Recognition of the need for more affordable housing is widespread throughout the county, something Sommer and other Realtors frequently talk about, he said.
“The piece of it that’s hard in Galveston is that, generally speaking, in suburban markets, houses listed for $100,000 to $150,000-plus, it’s understood that they’re ready to move in,” Sommer said. “Here, a house might need another $150,000 of work.”
Another factor recognized nationally, the rise of investment groups buying up housing and turning it into rental property, has not officially been quantified as a driver toward more renters and fewer affordable homes to buy in Galveston, but could be part of the mix, Sommer said.
“It’s a very hard thing to track,” he said. “Unfortunately, we don’t have that data. I wish I did.”
Sommer has worked with Vision Galveston and said the comprehensive study of housing needs and realities will be a welcome source of data for the real estate industry.
“One of the things they’re looking at is who is purchasing existing homes in Galveston and whether we have become a place where absentee investors have bought up much of the housing stock,” he said.
The national trend is well established. A CoreLogic study this year showed that private equity firms, real-estate speculators and investors made up more than 11 percent of U.S. home buyers in 2018, nearly twice the levels before the 2008 housing crash. Investors bought one in five homes around the country in the bottom-third price range in 2018, according to the study.

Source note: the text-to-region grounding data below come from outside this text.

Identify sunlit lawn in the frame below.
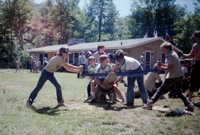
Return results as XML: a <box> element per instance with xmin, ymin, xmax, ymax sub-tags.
<box><xmin>0</xmin><ymin>69</ymin><xmax>200</xmax><ymax>135</ymax></box>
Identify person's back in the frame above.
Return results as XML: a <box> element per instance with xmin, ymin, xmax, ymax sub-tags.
<box><xmin>120</xmin><ymin>56</ymin><xmax>141</xmax><ymax>71</ymax></box>
<box><xmin>145</xmin><ymin>71</ymin><xmax>161</xmax><ymax>92</ymax></box>
<box><xmin>192</xmin><ymin>43</ymin><xmax>200</xmax><ymax>61</ymax></box>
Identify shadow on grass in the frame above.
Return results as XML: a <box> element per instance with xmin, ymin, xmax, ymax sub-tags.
<box><xmin>88</xmin><ymin>101</ymin><xmax>142</xmax><ymax>111</ymax></box>
<box><xmin>34</xmin><ymin>106</ymin><xmax>68</xmax><ymax>115</ymax></box>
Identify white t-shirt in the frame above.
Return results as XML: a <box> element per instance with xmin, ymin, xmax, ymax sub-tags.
<box><xmin>95</xmin><ymin>63</ymin><xmax>112</xmax><ymax>79</ymax></box>
<box><xmin>144</xmin><ymin>72</ymin><xmax>162</xmax><ymax>92</ymax></box>
<box><xmin>95</xmin><ymin>63</ymin><xmax>112</xmax><ymax>74</ymax></box>
<box><xmin>88</xmin><ymin>63</ymin><xmax>99</xmax><ymax>74</ymax></box>
<box><xmin>120</xmin><ymin>56</ymin><xmax>141</xmax><ymax>71</ymax></box>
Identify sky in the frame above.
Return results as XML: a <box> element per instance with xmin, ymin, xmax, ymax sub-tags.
<box><xmin>34</xmin><ymin>0</ymin><xmax>197</xmax><ymax>17</ymax></box>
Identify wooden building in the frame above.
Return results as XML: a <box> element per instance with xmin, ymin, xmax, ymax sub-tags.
<box><xmin>28</xmin><ymin>37</ymin><xmax>182</xmax><ymax>70</ymax></box>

In Galveston, where the housing crash came at the same time as Hurricane Ike, basically stripping the island’s housing stock down to bare bones prices — a bonus for investors with cash to fix and flip homes — that trend made much sense and, in some cases, hastened the fixing up of homes abandoned by homeowners after Ike and in need of major renovation. But many of those fixed-up houses became short-term vacation rentals, not full-time housing.
Sommer has witnessed a shift in that trend, possibly predicting a change in what’s afoot, he said.

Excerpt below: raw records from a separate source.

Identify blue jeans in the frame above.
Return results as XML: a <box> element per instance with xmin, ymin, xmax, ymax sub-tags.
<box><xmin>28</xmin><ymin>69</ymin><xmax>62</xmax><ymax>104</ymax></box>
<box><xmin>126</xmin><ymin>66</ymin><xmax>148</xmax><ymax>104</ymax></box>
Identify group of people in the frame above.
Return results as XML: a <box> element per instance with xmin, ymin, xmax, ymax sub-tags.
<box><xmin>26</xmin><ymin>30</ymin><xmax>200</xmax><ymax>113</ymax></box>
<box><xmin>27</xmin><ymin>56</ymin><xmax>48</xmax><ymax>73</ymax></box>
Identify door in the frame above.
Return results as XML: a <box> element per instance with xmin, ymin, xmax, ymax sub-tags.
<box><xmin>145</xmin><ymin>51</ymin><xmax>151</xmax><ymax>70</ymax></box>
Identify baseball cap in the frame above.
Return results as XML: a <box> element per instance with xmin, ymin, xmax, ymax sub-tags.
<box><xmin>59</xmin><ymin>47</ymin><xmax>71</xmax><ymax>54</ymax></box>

“What I’ve seen were houses that needed a lot of investment, an investor came in and fixed them up then put them in the short-term rental market,” he said. “But eventually those houses went back into the middle-income real estate market for sale. It’s a new model of flipping, using the short-term rental market first, then selling.
“We’ve actually had that model for many years here in Galveston,” he said. “It was called a beach-house rental. Someone rented it and liked it, then eventually bought it. The difference is now you’re seeing that happen with the older homes behind the seawall.”

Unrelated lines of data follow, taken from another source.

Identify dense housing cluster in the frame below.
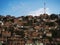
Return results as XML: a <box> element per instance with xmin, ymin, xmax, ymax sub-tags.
<box><xmin>0</xmin><ymin>14</ymin><xmax>60</xmax><ymax>45</ymax></box>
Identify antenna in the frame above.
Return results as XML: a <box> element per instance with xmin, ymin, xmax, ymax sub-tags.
<box><xmin>44</xmin><ymin>1</ymin><xmax>46</xmax><ymax>14</ymax></box>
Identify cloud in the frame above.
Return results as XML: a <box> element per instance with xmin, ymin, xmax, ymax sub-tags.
<box><xmin>28</xmin><ymin>8</ymin><xmax>51</xmax><ymax>16</ymax></box>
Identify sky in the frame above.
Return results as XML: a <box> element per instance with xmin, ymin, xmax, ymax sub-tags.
<box><xmin>0</xmin><ymin>0</ymin><xmax>60</xmax><ymax>17</ymax></box>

Galveston has always been a resort town that, in many ways, wasn’t geared toward traditional starter homes or middle-class affordability. But it also has always been a resort town that’s a real community with a diverse population, said Jacoby, a Galveston native and Ball High School graduate who left the island, then came back to raise her family. She has three young children.
“Why has that changed in 2020?” Jacoby asked. “We need a diverse population here. That’s what always made Galveston a special place. It’s not homogenous. And I feel sure there are enough people who want it to be both rich and diverse.”
Galveston faces many challenges, like being a barrier island subject to hurricanes and rising seas. The overall cost of living is expensive. It’s not like most other places, but it has abundant natural and historic assets, “plenty of clay to work with,” Jacoby said.
“It’s the perfect place to try out some risky projects, to see if they’ll work. Why would you not want to do whatever you can to make this place more livable for everyone?”
Not everything about the housing conundrum is a bad thing, Sommer said.
“For me, the best thing in Galveston right now is that there are so many people concerned about it.”